Giuseppe’s new owner Forest Miller also owns Royal Orleans in South County. In February 2004 Mr. Miller testified at a hearing before the St. Louis Board of Adjustment regarding a building a few blocks east of his restaurant known as the Virginia Mansion. He was speaking in support of giving the applicant a zoning variance to permit a 7-unit apartment building on a site zoned for single or two family buildings and located between two single family houses. He had this to say about the area:“The area in which these folks are asking you to give them a variance for is not in my judgment, a historic district. It is not Lafayette Square, it is not a Lindell Avenue, is is not Holly Hills.” 

Those of us at the hearing were stunned to hear a local business owner speak of our neighborhood in such a manner. True, we are not Lafayette Square, Lindell or Holly Hills. But we certainly are not Mr. Miller’s very suburban Crestwood. Dutchtown is in the process of achieving designation as a local historic district. When someone doesn’t view an area as historic and lives in the ‘burbs what might they do to properties they own in the city? In the same hearing he had this to say about proposed plans for Giuseppe’s”

“When we were remodeling the front of our business, we had a grandiose plan that was totally different from the structure of the building. It had gables on it, it had direct lines, I was going to put arches in it and the building people in the city said, ‘We don’t want to do that to the storefronts, we want storefronts to look like storefronts, here’s what you can do, here’s what you can’t do.’ You know what, they were right.”
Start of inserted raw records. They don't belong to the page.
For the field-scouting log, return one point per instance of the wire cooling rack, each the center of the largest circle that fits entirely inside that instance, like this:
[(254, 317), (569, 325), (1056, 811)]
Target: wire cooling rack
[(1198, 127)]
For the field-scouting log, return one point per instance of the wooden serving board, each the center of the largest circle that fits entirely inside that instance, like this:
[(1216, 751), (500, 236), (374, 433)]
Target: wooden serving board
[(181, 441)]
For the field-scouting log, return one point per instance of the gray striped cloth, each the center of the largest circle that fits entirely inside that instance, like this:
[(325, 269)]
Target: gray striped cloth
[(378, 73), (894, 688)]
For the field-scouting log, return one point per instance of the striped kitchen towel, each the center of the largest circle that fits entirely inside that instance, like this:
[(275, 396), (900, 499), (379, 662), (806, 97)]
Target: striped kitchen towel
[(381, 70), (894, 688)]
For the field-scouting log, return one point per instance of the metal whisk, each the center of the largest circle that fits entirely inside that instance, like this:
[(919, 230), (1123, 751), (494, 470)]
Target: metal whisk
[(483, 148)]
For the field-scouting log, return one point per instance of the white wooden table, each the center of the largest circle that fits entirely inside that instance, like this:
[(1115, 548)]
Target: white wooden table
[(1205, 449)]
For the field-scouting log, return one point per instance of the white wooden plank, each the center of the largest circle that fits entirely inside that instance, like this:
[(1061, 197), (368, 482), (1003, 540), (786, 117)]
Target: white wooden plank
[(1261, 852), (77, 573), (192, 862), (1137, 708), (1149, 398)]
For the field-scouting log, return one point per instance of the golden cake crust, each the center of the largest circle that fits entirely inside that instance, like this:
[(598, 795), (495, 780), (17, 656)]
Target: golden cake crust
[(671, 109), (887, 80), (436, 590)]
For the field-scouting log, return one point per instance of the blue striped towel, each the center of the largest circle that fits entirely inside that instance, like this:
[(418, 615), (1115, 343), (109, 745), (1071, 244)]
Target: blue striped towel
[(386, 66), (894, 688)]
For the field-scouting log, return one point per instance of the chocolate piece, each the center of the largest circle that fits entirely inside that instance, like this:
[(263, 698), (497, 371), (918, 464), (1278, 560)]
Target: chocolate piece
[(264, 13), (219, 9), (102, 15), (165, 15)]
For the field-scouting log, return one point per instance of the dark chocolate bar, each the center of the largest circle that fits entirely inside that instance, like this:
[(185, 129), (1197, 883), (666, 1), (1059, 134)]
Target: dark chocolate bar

I don’t have access to any drawings to show you how they proposed to alter this great building but thankfully the city stepped in and said no. The best I can do is suggest you take a look at the other restaurant, Royal Orleans, to see what they have their. I was going to drive the nearly 6 miles from my house to get a picture but then I figured it wasn’t worth the time and gas. Besides, their web site has a great picture of Royal Orleans - click here to see. Pretty huh? You almost thought it was in the French Quarter didn’t you?

One sign isn’t that big a deal in the big scheme of things. But, over time it adds up. The suburbs are pretty much an aesthetic wasteland. We don’t need folks bringing that kind of ugliness to our city.